Le Dr François Braun veut mettre en place une permanence des soins ambulatoires pour les spécialistes. Est-ce utile ?

Très clairement, aujourd’hui, vu les délais de rendez-vous, quand on a besoin d’un avis de spécialiste, on a souvent une seule solution… c’est envoyer le patient aux urgences. L’absence ou la difficulté à avoir recours à un médecin spécialiste incite à l’engorgement des urgences. Bien sûr que cette permanence de soins peut être utile si elle répond à des besoins et si les ressources humaines sont suffisantes pour la mettre en place. Cela évitera probablement aussi des hospitalisations qui ne sont pas opportunes.

 

Êtes-vous favorable à la régulation à l’entrée des urgences ?

Il est capital de réguler. Aussi bien en ambulatoire pour les soins non programmés que dans les services hospitaliers, on doit accompagner les Français dans une meilleure utilisation du système de santé. Une mauvaise utilisation de ce système épuise les professionnels de santé et cela peut entraîner des problèmes dans la prise en charge des patients. Je suis moi-même médecin régulateur et je pense que, par exemple, des parents devraient savoir quoi faire avec un enfant qui a 37,8 °C de fièvre et qui n’a que cela comme symptôme. Il faut que les patients, de manière générale, intègrent le fait qu’il ne faut pas aller aux urgences s’ils n’ont pas absolument besoin de le faire et qu’ils prennent le réflexe d’appeler leur médecin traitant pour avoir un rendez-vous. On est dans un consumérisme médical et la crise sanitaire n’a probablement rien arrangé en augmentant l’angoisse chez les Français.
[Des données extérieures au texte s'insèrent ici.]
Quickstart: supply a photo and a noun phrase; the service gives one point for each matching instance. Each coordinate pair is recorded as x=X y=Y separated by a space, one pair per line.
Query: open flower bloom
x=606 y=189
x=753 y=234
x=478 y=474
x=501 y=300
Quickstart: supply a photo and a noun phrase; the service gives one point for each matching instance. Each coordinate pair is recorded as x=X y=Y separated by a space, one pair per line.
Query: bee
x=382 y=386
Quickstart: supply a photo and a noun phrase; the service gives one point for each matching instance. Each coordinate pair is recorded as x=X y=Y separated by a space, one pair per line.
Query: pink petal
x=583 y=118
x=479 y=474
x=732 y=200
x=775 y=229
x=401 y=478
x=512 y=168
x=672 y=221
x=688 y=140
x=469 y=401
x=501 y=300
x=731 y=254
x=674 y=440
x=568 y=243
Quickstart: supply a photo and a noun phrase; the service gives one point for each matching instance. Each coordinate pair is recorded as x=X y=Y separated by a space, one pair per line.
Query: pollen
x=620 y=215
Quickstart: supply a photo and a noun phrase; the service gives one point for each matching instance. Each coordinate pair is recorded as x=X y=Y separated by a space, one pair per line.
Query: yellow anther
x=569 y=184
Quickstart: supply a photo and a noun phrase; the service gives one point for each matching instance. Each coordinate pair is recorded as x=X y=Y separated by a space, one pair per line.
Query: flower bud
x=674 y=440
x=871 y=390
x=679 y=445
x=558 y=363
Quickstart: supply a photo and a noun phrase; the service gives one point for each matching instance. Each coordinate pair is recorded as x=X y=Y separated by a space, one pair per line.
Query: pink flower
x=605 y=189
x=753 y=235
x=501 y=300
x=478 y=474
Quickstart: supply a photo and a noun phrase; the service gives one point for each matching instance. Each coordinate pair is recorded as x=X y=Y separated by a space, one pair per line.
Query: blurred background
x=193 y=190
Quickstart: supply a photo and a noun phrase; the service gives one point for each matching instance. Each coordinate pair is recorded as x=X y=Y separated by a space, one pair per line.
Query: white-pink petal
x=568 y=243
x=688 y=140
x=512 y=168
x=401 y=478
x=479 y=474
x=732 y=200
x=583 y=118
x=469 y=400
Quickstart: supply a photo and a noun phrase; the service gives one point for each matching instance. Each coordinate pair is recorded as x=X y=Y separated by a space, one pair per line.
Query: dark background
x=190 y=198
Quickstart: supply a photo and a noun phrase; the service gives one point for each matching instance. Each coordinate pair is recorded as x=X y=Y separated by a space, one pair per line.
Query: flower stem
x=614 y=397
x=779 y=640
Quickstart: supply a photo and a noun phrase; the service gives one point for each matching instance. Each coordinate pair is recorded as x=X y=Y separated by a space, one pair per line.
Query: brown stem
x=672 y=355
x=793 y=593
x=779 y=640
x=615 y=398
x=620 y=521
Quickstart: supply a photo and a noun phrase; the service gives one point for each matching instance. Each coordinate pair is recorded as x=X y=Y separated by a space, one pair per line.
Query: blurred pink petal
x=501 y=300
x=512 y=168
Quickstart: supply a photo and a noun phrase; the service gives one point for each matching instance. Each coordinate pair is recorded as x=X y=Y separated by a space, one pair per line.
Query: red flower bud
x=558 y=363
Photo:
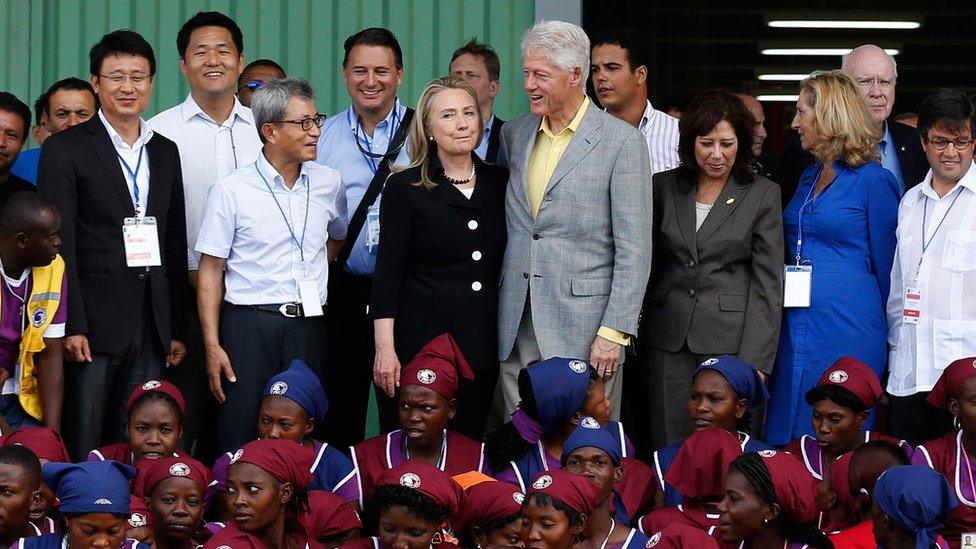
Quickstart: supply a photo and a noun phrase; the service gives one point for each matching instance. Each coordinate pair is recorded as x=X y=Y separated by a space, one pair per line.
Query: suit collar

Il y a une éducation de la population à faire sur le bon usage du système de santé.

 

L’idée d’un SMUR paramédical, défendu par le nouveau Ministre dans sa Mission flash, divise la communauté médicale…

Il y a un principe de réalité. Aujourd’hui, dans plein de départements en France, on va fermer des SMUR la nuit et la journée faute de médecins. Si je regarde à l’étranger ou même dans certains territoires français, les SMUR paramédicalisés existent. Les expérimentations montrent que c’est un vrai plus. Ce qui serait pire, c’est de ne pas avoir de SMUR et de telles équipes… parce que si on fait un infarctus ou un accident de la route, la perte de chance est énorme. N’oublions pas que la ressource humaine est de moins en moins importante.

 

Y a-t-il des mesures qui manquent, selon vous, dans le plan de route du gouvernement pour solutionner la crise des urgences ?

Je regrette en effet que l’on n’ait pas remis en place le remboursement de la téléconsultation téléphonique, qui nous faisait gagner du temps médical. On l’a pourtant fait pendant la crise sanitaire. Honnêtement, le renouvellement de traitements de patients âgés, si on peut le faire de temps en temps en téléconsultation, c’est mieux. Les médecins généralistes ont besoin de gagner du temps médical cet été. Ce qui risque aussi d’être un échec, c’est le refus de faire entrer le samedi matin dans la permanence des soins. C’est, à mon sens, une très mauvaise image renvoyée aux médecins libéraux.